After the upgrade caused NIS issues, I’ve discovered some users are locked out of access to web and ftp services here. If you’re reading this you are probably okay but if you’ve got a weather station or something else automatically doing periodic logins to ftp, you may be blocked. If this is the case please initiate a support ticket with your IP address or e-mail support with your IP address and indicate that you can not reach the web and/or ftp server and I will manually remove the block for you.
We upgraded our main web server to Ubuntu 18.10 Cosmic Cuttlefish early this morning. I did not become aware until later this morning that the upgrade broke NIS which is how the system propagates information about users between machines. This has been corrected as of about 10:45 AM this morning the 22nd of October, 2018.
I managed to get everything working on new mail servers based upon Ubuntu 18.04 and for me at least spam filtering is working much better. Prior to the upgrade I was getting between 1/3rd and 1/4th of spam in my INBOX rather than spam box, now I am getting 1/25 spams in my INBOX the rest to the spam box and so far no false positives.
The new servers bring new versions of just about all of the spam control facilities, new versions of spamassassin, postgres, dkim, spf milter, clamav, etc. It’s still older version of postfix, procmail, and smartlist because I can not get the newer versions to play together well owing to the fact that they each want to operate in their own chroot jail which unfortunately doesn’t give them access to each other which they need to function. I think eventually I will be able to get the newer version of postfix working but the new procmail is too broken.

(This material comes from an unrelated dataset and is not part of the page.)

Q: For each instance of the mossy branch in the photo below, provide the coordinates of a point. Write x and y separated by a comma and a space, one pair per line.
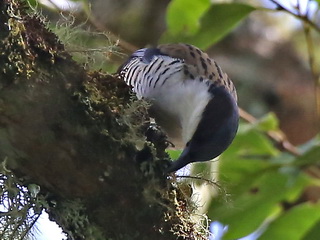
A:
64, 129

The shell server julinux.yellow-snow.net is now back in operation. After going down a lot of rabbit holes, I thought to ask systemd the status of nis, and low and behold it was disabled. I re-enabled it and now all is well. So when you do an upgrade of ubuntu or a Ubuntu-derived distribution that is something to lookout for.
Julinux kicked out a new release based upon Ubuntu-Mate 18.10, but this is about three months premature and predictably it broke things, most notably NIS. Without NIS users can not authenticate on this machine. So for now that machine is down. I’ll try to troubleshoot NIS and if I can’t fix it revert to the 18.04 version.
I have made several changes to mail server configurations and DNS that should reduce spam and viruses.
- No mail will be accepted to email@example.com via any of the mail servers.
- SPF records are now published for mail.eskimo.com. This should prevent forgeries since SPF records are checked on all of our servers.
- The issue which prevented the clamav anti-virus database from being updated has been repaired.
- Fail2ban was not starting on mail allowing that machine to be used for brute force password guessing attacks. This has been fixed.
I have restored mail.eskimo.com from backups, re-applied all of the updates between the time it was backed up and current, and still it continues to operate. I do not know what broke the init system but it is presently all current again and yet running okay. I will be taking the system down again about 20 minutes around midnight to make a backup with all the updates in place.
The client mail server is up but I will need to reboot after bringing it current again with updates to make sure they didn’t break it, and if one of them did, a few more to determine which one. I suspect an issue with clamav as it was the last thing to start before init explodes.
The client mail server is currently down being restored from backup. For reasons I am unable to identify, the init start up script fails to parse the entire /etc.rc.d/rc5.d directory stopping just before postfix even though if I run the scripts they run fine.
I am restoring the server from backups which I hope will resolve the problem. Expected downtime is about 20 minutes. Mail should be functional by 8:20PM Pacific Time.
Something broke the init system of mail.eskimo.com such that necessary things are not being started on the client mail server when it boots. No cron jobs ran for some period of time and this caused the anti-virus database not to get updated. This would have made it possible for a virus to propagate from one infected customers computer to another. Mail may be interrupted for short intervals as I will need to perform a number of reboots to test and get the start-up logic straightened out.